Edit: The function in question.
# Calculate the bits of entropy for the given string based on English letter frequencies
def entropy(input_string):
# Letter Frequency Chart for English
freq = { 'E': 0.1202, 'T': 0.091, ...snip... }
# Using the frequency of a letter as p(x), calculate entropy of the string using the formula:
# H = -sum of (p(x) * log[p(x)]_2)
total_entropy = 0
for letter in input_string:
total_entropy += freq[letter] * math.log(freq[letter], 2)
return -(total_entropy)
Example Output:
>>> entropy("LITTLE PIGGY WENT TO THE MARKET")
6.365324803946881
>>> entropy("QNYYQJ UNLLD BJSY YT YMJ RFWPJY")
3.398563530183954
Final Edit:
Just adding the final function for any future students who may stumble across this question.
def entropy(s):
# Letter Frequency Chart for English
freq = {
'E': 0.1202, 'T': 0.091, 'A': 0.0812, 'O': 0.0768, 'I': 0.0731,
'N': 0.0695, 'S': 0.0628, 'R': 0.0602, 'H': 0.0592, 'D': 0.0432,
'L': 0.0398, 'U': 0.0288, 'C': .0271, 'M': 0.0261, 'F': 0.023,
'Y': 0.0211, 'W': 0.0209, 'G': 0.0203, 'P': 0.0182, 'B': 0.0149,
'V': 0.0111, 'K': 0.0069, 'X': 0.0017, 'Q': 0.0011, 'J': 0.001,
'Z': 0.0007
}
ascii_range = (65, 90)
# Ensure the string's case matches the dictionary keys
s = s.upper()
# Using the frequency of a letter as p(x), calculate entropy of the string using the formula:
# H = [sum of (-log[p(x)]_2)] / len(s)
total_entropy = 0
for c in s:
if(ord(c) >= ascii_range[0] and ord(c) <= ascii_range[1]): # Only compute for values of A-Z
total_entropy += -math.log(freq[c], 2)
total_entropy = total_entropy / len(s)
return total_entropy
Example Output:
>>> entropy("TEST")
3.491390529605717
>>> entropy("ZLYZ")
7.794603966207939
You are computing (it seems)
$$ \sum_{i=1}^n - p(x_i) \log p(x_i) \tag 1$$ where $x_i$ is the letter in the $i-$th position, and $p(x)$ is the probability of letter $x$ in English.
That means nothing, as far as I can see.
What you should compute, I think is
$$ \tilde{H}= \frac{1}{n} \sum_{i=1}^n - \log p(x_i) \tag 2$$
If $n$ is large, by the law of large number, that average would tend to the expected value of the averaged thing.
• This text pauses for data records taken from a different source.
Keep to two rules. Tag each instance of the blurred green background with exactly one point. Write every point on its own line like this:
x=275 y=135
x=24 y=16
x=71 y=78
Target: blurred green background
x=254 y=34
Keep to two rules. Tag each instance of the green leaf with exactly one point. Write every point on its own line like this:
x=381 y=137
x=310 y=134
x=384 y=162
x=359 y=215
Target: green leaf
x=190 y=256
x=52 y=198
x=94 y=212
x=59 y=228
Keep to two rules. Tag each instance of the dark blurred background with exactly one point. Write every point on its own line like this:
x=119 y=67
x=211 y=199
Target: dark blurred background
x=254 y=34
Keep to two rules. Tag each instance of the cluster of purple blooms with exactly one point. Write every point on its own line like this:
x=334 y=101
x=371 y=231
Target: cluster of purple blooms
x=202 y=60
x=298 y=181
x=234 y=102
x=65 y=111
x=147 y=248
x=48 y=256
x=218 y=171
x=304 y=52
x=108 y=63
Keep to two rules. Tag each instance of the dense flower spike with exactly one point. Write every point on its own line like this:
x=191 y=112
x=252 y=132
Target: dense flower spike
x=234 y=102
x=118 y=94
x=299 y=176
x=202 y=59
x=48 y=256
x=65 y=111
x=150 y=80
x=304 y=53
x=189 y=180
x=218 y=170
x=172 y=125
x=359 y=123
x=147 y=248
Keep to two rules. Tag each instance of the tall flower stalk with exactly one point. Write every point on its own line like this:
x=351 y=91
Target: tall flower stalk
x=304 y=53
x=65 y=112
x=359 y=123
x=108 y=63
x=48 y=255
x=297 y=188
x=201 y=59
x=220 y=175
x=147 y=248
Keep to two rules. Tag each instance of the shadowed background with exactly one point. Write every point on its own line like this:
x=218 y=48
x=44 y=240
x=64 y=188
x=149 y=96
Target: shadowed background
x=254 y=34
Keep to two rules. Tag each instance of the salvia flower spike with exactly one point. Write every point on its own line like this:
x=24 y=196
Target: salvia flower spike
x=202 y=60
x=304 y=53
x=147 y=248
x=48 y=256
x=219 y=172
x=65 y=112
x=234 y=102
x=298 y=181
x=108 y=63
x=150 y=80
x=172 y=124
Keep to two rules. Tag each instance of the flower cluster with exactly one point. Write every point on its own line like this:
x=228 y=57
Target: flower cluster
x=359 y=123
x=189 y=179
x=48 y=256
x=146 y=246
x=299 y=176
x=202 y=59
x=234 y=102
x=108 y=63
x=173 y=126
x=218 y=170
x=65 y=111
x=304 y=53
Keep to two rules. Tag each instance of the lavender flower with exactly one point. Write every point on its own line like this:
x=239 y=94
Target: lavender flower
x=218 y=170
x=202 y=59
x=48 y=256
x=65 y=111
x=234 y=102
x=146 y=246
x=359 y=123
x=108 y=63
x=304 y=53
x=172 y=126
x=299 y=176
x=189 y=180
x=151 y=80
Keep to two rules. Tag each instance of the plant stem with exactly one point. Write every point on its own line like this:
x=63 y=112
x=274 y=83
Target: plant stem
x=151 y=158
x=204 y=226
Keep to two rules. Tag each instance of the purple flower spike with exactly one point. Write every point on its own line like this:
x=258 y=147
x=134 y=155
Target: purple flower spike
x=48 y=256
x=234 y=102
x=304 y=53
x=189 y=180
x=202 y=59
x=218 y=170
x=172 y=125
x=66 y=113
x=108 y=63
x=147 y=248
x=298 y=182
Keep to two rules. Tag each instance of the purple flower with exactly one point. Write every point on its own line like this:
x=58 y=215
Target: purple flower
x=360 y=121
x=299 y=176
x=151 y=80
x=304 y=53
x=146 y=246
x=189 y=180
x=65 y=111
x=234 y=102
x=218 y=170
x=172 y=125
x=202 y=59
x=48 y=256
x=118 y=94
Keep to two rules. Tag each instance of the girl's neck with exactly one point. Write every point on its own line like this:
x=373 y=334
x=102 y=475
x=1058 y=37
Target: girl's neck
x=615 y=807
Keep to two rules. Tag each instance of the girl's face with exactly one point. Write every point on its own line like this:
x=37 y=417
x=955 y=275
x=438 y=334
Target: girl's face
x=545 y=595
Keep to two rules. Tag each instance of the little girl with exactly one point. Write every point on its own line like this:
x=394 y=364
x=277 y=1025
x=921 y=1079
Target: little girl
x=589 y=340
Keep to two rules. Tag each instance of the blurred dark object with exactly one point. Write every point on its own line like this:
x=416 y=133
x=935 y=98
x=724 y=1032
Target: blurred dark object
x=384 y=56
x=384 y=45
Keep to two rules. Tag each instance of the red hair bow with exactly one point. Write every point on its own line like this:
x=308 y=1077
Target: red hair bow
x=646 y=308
That is
$$ \tilde{H} \approx E [- \log p(x_i)] \tag 3$$
Now, if our letters really follow the statistics of English, then the above is precisely the entropy: $\tilde{H} \approx H$. [*] [**]
Otherwise, we are averaging over another probability. In that case, a well know result states that $$\tilde{H} \approx H + D(Q||P) \tag4$$
where $D(Q||P)$ is the Kullback–Leibler divergence (or distance) (or relative entropy) between the real distribution and the ideal distribution. Because $D(Q||P) >0$ if $Q\ne P$, you should get the lowest $\tilde{H}$ for the true distribution.
[*] That's actually the zero-order entropy, i.e., the one that does not take into account dependence on past letters. This, of course, is grossly inadequate for English.
[**] BTW, given that you have the true distribution, you could directly compute $H$ and compare.